Jika pemerintah dan kedua konsorsium masih saling menunggu, tak demikian halnya dengan industri perangkat televisi. Beberapa produsen bahkan sudah mulai memproduksi televisi dengan peranti penerima siaran digital di dalamnya. Sebut saja PT Hartono Istana Teknologi, vendor perangkat elektronik merek Polytron, dan PT LG Electronics Indonesia. Selain memproduksi televisi digital, Polytron bahkan memproduksi set top box. Beberapa waktu lalu, produk mereka sudah ikut diuji coba KTDI.
Manajer Produk PT Hartono Istana Teknologi Eddy Ariawan menyatakan kesiapannya memproduksi set top box maupun televisi penerima siaran digital tersebut. "Kami siap memproduksi secara massal, sampai puluhan ribu (unit)," ujar Eddy. Produk Polytron yang sudah diproduksi sejak tiga bulan lalu itu dilengkapi dua tuner berbeda, yakni untuk siaran analog dan digital. Televisi Polytron "Dignity" ini dirilis dalam ukuran 21 inci dan 29 inci.
Eddy mengklaim respons peminat televisi ini cukup menggembirakan. Ia yakin, jika migrasi jadi dilaksanakan, responsnya bisa lebih baik. "Tinggal tunggu pasar, regulasi bagus, multiplexer-nya juga oke, pemerintah sudah memutuskan migrasi," ujar Eddy.

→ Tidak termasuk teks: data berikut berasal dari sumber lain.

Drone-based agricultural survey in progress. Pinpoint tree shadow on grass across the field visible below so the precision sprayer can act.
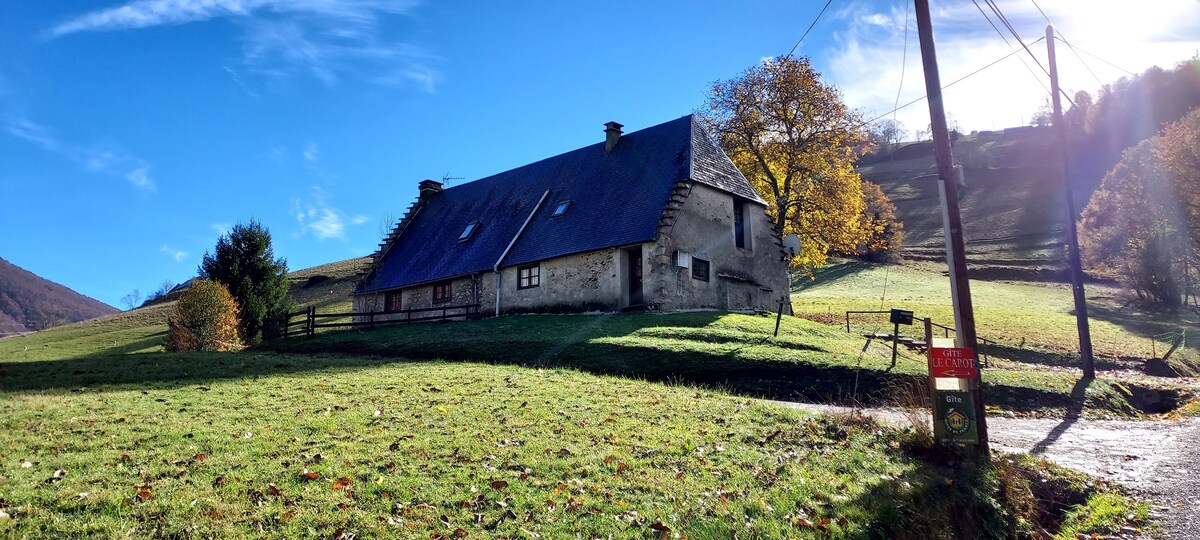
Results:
[986,343,1141,371]
[1030,377,1096,456]
[0,313,1094,410]
[1070,305,1200,343]
[791,260,876,293]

LG juga meluncurkan televisi penerima siaran digital sejak Juni lalu. Televisi besutan LG ini diluncurkan dalam dua ukuran: 47 dan 55 inci. Kedua seri ini disebut built-in digital TV. Seperti halnya Polytron, LG melengkapi produknya dengan dua tuner penangkap siaran analog dan digital. Sasarannya pun jelas: konsumen pemula jika migrasi ke siaran digital ini jadi dilaksanakan.
Industri set top box sebagai perangkat pendukung juga mulai meramaikan rencana migrasi teknologi siaran ini. Seperti yang dilakukan dua industri lokal, PT Panggung Elektronik dan PT INTI. Panggung Elektronik bahkan sudah menyiapkan set top box bermerek Akari.
Namun, harga set top box sepertinya bakal menjadi kendala di masyarakat. Walaupun pemerintah menargetkan harga perangkat berkisar Rp 220 ribu, prakteknya, harga pabrikannya masih lebih tinggi. Apalagi yang produk impor. Jadi semuanya masih saling menunggu.